The length scale measurements of the Fractional quantum Hall state on cylinder

TL;DR

This paper investigates the length scale properties of the fractional quantum Hall state on a cylinder, revealing better scaling behaviors and critical length scales related to edge interactions, bipartite entanglement, and Green's functions.

Contribution

It systematically studies quasiparticle tunneling amplitudes in cylinder geometry, identifying crossover behaviors and critical length scales that were not well understood before.

Findings

Identified two critical length scales, $L_x^{c_1}$ and $L_x^{c_2}$, related to edge interactions.

Observed crossover behaviors in tunneling amplitudes at these length scales.

Linked length scales to bipartite entanglement and electron Green's function features.

Abstract

Once the fractional quantum Hall (FQH) state for a finite size system is put on the surface of a cylinder, the distance between the two ends with open boundary conditions can be tuned as varying the aspect ratio $\gamma$. It scales linearly as increasing the system size and therefore has a larger adjustable range than that on disk.
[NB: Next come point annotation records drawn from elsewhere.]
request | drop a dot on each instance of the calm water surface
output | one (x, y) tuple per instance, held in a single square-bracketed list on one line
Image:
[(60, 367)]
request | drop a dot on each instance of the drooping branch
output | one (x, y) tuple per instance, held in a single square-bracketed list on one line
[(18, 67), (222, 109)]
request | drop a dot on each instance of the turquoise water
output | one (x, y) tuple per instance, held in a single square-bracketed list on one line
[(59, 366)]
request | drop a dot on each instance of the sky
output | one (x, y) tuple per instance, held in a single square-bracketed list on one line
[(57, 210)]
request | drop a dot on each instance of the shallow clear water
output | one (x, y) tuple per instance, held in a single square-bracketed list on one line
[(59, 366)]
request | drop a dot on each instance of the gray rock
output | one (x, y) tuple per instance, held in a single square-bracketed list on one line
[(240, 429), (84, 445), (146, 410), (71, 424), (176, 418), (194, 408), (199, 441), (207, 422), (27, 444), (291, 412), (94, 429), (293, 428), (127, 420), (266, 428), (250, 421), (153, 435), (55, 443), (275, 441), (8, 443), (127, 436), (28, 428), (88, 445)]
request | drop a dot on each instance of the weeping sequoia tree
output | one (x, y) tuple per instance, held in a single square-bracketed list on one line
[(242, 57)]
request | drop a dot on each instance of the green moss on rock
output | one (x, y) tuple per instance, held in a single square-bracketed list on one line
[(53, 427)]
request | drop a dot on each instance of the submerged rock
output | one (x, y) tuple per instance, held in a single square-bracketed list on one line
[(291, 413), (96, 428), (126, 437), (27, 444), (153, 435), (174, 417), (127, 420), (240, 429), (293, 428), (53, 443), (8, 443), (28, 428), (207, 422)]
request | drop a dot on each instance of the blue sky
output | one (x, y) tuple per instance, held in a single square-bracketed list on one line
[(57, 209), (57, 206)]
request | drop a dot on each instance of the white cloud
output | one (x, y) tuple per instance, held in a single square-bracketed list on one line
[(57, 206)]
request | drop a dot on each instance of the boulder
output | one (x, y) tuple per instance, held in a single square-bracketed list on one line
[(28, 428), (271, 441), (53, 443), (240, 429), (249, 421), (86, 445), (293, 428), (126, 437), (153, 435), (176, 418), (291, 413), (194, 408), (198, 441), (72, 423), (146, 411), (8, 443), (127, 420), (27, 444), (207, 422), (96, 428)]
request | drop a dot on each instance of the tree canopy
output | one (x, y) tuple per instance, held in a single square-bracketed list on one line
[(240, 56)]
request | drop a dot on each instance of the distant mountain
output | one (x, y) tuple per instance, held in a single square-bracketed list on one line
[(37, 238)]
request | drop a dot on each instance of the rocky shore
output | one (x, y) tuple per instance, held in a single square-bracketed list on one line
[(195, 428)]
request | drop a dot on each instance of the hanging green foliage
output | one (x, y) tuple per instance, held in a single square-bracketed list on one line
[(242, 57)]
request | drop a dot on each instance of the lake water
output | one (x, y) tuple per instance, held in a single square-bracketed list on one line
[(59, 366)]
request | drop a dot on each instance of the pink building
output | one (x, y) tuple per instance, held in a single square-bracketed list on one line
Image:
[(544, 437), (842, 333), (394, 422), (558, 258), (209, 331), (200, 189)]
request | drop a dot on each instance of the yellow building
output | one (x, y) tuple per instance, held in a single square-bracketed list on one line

The previous study of the quasi-hole tunneling amplitude on disk in Ref.~\cite{Zk2011} indicates that the tunneling amplitudes have a scaling behavior as a function of the tunneling distance and the scaling exponents are related to the scaling dimension and the charge of the transported quasiparticles. However, the scaling behaviors poorly due to the narrow range of the tunneling distance on disk. Here we systematically study the quasiparticle tunneling amplitudes of the Laughlin state in the cylinder geometry which shows a much better scaling behavior. Especially, there are some corssover behaviors at two length scales when the two open edges are close to each other. These lengths are also reflected in the bipartite entanglement and the electron Green's function as either a singularity or a crossover. These two critical length scales of the edge-edge distance, $L_x^{c_1}$ and $L_x^{c_2}$, are found to be related to the dimension reduction and back scattering point respectively.